I hope you know that you are allowed to… be less than. You’ve lived your life aiming to be the best at everything you do—which is incredible and badass in its own right—but motherhood doesn’t demand perfection. In fact, it asks the opposite. It asks you to slow down. It asks for one task at a time, one day at a time. It asks for humility. Because if motherhood were about being the best at everything and never dropping the ball, I don’t think it would hold the same power it does.
I hope you know that you still matter. Yes—even when the chores aren’t done. Even when you haven’t showered in three days. Even when the house is a mess and you’re wearing milk-stained clothes. Yes, you matter. You are fulfilling one of the most important roles you will ever have in your life. You matter. The mundane, repetitive days of motherhood can make you feel invisible, but don’t let the world fool you—your child sees you. He or she is watching you.
So if today looks nothing like the life you once measured yourself by, I hope you’ll hear this clearly: you are not failing. You are becoming. Becoming softer in some ways, stronger in others. Becoming someone who is learning that worth isn’t earned through productivity, but lived out in presence.
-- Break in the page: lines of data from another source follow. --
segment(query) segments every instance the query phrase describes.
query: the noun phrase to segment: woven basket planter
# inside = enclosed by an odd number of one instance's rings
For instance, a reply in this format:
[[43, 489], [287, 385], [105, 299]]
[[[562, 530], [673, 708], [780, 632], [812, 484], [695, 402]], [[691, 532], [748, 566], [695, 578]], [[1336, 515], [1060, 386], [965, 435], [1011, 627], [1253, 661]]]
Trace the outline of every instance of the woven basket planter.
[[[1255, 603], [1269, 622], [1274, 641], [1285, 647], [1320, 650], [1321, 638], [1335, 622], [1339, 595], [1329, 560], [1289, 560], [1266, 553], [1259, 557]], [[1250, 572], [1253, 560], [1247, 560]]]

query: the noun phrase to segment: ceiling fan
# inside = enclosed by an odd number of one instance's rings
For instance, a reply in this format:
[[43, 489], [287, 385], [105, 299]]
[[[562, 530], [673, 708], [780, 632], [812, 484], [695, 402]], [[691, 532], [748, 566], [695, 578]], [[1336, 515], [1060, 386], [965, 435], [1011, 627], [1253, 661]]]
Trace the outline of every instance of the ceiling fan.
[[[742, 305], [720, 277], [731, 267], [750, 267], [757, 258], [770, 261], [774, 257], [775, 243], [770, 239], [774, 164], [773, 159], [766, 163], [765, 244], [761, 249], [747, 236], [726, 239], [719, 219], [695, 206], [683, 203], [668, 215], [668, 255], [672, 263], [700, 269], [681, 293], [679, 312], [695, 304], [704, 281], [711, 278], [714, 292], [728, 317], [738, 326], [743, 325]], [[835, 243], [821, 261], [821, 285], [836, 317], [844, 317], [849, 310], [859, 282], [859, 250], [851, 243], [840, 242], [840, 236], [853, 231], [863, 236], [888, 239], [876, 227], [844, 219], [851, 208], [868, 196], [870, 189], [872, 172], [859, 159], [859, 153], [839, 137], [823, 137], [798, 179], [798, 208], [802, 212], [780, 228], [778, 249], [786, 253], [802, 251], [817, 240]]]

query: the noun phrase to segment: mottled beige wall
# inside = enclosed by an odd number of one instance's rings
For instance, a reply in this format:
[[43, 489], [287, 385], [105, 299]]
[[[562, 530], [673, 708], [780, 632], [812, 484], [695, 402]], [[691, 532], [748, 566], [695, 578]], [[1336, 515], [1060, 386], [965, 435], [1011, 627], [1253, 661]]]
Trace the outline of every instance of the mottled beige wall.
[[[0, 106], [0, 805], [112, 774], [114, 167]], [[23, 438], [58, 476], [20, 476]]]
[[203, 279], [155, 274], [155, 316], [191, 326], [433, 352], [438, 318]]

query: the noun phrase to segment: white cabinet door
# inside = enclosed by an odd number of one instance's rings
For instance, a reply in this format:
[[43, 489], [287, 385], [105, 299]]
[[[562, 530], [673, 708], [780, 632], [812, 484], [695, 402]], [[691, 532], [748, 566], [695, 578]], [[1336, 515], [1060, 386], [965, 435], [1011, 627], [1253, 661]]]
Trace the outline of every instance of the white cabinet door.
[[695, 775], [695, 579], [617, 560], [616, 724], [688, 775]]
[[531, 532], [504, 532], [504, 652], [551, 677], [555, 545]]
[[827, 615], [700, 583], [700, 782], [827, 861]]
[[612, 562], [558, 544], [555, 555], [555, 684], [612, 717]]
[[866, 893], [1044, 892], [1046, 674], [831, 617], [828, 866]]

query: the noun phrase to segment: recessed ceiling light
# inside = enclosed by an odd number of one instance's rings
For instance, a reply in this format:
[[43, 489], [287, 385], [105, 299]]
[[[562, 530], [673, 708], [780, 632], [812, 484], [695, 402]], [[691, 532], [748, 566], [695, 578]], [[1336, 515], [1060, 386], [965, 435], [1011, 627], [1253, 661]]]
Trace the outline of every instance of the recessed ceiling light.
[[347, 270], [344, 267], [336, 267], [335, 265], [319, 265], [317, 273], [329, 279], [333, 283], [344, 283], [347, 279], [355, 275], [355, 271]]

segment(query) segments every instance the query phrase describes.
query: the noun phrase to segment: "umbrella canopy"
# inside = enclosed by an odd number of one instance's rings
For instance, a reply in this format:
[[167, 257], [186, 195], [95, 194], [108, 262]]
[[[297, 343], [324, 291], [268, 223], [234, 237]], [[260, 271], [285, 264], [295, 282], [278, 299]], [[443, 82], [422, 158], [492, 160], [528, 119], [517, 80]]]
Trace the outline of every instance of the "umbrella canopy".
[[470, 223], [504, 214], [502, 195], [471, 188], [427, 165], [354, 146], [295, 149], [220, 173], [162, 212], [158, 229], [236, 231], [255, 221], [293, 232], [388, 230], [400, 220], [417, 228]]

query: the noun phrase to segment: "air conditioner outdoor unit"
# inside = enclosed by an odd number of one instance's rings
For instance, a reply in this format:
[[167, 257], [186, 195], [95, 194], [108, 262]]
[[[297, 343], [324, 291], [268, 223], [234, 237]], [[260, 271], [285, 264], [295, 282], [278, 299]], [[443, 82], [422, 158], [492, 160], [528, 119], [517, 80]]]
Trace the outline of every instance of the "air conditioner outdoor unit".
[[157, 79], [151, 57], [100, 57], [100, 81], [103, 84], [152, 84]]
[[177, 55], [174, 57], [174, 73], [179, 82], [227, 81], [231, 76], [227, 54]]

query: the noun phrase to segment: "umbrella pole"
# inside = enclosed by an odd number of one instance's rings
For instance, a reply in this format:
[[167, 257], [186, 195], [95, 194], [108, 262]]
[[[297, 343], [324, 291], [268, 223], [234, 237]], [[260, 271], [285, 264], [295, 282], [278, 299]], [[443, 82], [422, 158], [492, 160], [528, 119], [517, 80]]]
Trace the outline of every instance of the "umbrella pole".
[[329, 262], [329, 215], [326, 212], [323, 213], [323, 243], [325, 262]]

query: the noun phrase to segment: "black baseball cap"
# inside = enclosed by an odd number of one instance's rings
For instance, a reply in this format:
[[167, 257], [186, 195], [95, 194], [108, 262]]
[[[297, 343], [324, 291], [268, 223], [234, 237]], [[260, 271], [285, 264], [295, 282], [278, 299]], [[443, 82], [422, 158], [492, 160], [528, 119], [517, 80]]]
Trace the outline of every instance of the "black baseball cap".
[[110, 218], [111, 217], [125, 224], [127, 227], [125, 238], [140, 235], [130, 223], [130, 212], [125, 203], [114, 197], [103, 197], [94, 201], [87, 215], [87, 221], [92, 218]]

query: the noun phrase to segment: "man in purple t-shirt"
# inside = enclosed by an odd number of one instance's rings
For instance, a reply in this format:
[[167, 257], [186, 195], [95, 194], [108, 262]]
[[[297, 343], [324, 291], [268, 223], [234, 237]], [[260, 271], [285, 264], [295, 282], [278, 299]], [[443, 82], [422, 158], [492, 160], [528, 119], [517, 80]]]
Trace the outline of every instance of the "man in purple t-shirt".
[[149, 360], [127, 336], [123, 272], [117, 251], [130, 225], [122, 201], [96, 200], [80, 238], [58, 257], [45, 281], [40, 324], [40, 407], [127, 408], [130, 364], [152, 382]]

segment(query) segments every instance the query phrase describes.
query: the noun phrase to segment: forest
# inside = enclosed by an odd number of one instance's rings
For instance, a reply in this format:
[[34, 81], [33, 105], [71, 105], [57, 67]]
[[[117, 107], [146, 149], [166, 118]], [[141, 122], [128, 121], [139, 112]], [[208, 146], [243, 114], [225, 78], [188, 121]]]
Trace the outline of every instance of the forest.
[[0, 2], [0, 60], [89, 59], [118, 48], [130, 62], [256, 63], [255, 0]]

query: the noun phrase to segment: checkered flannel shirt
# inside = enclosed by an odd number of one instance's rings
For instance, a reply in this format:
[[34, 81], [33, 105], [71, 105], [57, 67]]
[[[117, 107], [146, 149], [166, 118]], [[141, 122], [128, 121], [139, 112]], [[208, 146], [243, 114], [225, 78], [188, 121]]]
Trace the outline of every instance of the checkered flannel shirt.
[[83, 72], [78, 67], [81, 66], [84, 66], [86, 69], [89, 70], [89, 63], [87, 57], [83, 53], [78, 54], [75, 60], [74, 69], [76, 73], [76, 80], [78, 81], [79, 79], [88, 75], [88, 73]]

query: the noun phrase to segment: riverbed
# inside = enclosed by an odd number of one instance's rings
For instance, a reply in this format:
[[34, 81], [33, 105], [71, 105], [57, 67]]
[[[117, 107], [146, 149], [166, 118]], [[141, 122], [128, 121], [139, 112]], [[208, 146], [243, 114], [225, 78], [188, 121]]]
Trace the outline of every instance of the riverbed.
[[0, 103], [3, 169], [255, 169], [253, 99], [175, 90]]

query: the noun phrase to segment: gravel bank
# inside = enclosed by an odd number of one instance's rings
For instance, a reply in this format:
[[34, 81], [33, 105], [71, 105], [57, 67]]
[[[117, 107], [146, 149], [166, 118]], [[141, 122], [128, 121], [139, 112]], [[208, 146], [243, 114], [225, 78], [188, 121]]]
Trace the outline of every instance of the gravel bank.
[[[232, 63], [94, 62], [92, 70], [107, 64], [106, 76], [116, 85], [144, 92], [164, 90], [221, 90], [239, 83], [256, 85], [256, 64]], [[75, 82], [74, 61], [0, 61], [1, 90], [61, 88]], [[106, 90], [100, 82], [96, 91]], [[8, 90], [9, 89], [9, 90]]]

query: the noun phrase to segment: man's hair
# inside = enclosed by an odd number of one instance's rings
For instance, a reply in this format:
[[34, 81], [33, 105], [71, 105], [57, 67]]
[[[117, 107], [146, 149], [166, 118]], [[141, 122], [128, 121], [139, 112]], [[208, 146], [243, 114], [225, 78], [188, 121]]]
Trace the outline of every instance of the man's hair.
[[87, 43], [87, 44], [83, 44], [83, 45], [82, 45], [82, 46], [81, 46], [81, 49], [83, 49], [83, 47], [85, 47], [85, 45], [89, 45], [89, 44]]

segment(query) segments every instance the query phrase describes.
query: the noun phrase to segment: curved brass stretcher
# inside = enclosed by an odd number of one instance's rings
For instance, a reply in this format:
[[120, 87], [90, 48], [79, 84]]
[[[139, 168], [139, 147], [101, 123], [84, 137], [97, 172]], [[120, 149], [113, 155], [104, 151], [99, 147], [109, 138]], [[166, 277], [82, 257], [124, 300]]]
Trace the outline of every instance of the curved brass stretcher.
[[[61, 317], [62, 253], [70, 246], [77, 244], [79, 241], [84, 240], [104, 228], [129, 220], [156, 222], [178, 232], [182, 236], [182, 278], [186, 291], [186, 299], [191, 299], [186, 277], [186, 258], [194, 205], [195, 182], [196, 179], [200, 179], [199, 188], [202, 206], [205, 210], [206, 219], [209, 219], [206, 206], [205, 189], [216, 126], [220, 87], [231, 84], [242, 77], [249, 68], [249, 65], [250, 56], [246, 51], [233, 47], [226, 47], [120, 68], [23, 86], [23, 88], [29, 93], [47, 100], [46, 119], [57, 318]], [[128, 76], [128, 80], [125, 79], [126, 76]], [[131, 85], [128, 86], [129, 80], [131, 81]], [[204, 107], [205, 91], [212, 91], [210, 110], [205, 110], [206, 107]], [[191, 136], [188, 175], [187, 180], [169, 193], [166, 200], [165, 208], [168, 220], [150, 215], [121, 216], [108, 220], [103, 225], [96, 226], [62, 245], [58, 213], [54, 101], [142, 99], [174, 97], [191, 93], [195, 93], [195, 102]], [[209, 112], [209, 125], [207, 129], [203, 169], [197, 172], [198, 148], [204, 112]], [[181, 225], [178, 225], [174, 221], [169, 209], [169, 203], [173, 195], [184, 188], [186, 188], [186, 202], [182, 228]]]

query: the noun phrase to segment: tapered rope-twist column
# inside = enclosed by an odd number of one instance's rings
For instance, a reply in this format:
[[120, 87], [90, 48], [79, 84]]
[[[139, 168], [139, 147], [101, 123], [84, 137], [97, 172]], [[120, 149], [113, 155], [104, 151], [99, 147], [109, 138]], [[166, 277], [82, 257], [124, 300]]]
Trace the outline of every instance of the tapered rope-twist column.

This season may ask you to loosen your grip on control, to sit in the unfinished, to learn that some of the most meaningful work will never be checked off a list. And I know how uncomfortable that can be for you. But there is so much grace here—grace in the half-done tasks, grace in the quiet moments, grace in choosing rest when everything in you wants to push harder.
You don’t need to prove anything right now. You don’t need to save the world today. Loving your child, showing up in the small, ordinary ways, and giving yourself permission to be human—that is enough. More than enough.
So breathe. The lists will wait. The version of you that gets everything done will still be there when this season shifts. But this version of you—the one learning to slow down, to be present, to love deeply—is doing holy, important work.
And you, dear Type A momma, are doing just fine.